Annnnnnnnnnnd as soon as I said that, I REALIZED WHO THE WEIRDO WAS that lady from the weight loss center, FONDLY, reminded me of....
I was the CRAZY WEIRDO she reminded me of!!!!
I'm liiiiiiike, OOOOOOOOh yeah...that's WHO!!!!
I LOOOOVE the fact that I couldn't place WHO they remindinded me of, buuuuuuuut, it was someone I felt FONDNESS TOO!!! AHAHAHAAA!!!! Even though I thought she was crazy for gushing over me like that, I CAN SOOOOOOOOO see MYSELF doing that to someone when I am in my 60's!!! (Or maybe RIGHT now!!!;)

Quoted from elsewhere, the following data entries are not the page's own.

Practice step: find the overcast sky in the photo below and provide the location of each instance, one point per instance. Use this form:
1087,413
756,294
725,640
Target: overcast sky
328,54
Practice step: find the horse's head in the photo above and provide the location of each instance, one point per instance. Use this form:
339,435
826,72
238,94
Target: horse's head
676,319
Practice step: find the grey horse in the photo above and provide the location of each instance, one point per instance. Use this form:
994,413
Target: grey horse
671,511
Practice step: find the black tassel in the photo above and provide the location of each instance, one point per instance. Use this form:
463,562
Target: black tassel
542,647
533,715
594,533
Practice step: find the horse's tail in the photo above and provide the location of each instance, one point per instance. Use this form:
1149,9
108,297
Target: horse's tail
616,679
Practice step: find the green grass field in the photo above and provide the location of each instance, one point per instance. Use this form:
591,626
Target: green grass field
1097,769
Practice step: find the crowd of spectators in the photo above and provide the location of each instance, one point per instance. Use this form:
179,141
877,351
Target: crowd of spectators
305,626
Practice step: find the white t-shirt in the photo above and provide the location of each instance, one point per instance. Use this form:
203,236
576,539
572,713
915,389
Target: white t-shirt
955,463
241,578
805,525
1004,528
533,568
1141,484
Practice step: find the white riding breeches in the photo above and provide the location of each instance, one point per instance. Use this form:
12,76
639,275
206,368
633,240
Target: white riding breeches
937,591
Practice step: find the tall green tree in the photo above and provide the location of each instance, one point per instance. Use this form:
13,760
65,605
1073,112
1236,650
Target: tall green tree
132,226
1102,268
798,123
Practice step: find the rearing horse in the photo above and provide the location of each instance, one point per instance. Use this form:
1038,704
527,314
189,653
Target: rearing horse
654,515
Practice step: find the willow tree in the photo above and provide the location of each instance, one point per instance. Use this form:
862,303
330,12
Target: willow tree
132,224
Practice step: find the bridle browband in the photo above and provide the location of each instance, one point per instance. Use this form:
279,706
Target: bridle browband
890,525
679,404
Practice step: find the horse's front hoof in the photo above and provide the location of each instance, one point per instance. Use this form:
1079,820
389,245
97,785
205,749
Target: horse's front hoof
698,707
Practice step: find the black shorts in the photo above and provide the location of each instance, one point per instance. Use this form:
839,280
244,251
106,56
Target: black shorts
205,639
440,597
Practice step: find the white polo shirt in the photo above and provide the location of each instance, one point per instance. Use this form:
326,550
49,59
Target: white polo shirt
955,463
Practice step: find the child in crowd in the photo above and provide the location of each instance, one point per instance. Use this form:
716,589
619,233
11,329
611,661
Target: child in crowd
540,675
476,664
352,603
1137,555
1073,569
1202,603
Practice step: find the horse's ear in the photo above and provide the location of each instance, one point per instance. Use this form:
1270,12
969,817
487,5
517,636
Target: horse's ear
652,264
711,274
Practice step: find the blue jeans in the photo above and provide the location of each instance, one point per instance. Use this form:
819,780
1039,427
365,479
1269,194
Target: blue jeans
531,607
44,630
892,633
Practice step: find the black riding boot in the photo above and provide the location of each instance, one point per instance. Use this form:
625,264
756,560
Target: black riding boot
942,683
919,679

Soooooooo I was doing a monthly post with everything from that month, buuuuuuuuuuuut, it was getting kinda hard getting my pictures backed up, buuuuuuuuuut thanks to BLOGGER FINALLY updating their app to ACTUALLY be user friendly, I can just save pics on there straight from my phone!!!
It started off at the Longberger's house partying the new year-LPC STYLE!!!! Which means, EATING, hanging out AND EATING!!!!
This was the fire-work team!!! Stultz has THE REAL STUFF!!! In other words THE ILLEGAL STUFF!!! Hee, hee!!!